Wednesday, August 30, 2006

Physics topics for beginners part 3: the Heisenberg uncertainty principle

Lots of people have heard of the Heisenberg uncertainty principle, but most people who haven't studied physics have an incorrect idea of what it means. The way it is usually stated is that the better you know the position of something the less well you know its velocity. What the Heisenberg uncertainty principle means, fundamentally, is that things smaller than an atom are not particles like we are used to, in that they are spread out over space. When they interact you can treat them like particles, they have a size and shape, but they exist in more than one place at a time (or rather they might exist in more than one place at a time).

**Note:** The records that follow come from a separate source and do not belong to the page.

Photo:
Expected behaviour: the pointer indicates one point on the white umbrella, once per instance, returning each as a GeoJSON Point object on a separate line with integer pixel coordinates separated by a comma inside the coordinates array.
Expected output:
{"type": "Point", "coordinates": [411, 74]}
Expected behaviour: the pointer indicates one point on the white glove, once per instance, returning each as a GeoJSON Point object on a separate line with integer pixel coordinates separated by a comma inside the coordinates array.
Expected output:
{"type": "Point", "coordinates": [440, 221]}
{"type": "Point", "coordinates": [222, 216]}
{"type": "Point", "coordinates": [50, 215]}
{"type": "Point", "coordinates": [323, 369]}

A better way to look at it is to think of subatomic particles (like electrons) not as particles, but as an energy field (that term made me wince but there is no better way to put it without using physics jargon). The less space it takes up, the more concentrated it is. If you think about it this way the uncertainty principle is pretty obvious: the smaller the area of the field the better you know the position, the more concentrated the energy the higher energy you would measure at a point inside the position. The energy is proportional to (the square of) the speed, so with a higher energy the particle will move faster, but you don't know what direction it is moving, so it's probably bouncing around wildly in there, and you have less and less certainty about the velocity (which is the speed and the direction of motion). It is easy to see how it works the other way too.

This isn't quite how it really works, but it is a good intuitive description that clears up a lot of the misconceptions about the Heisenberg uncertainty principle. It, unfortunately, says nothing about free will, moral certainty or the existence of the universe. All it says is that if you look at really small things they get fuzzy.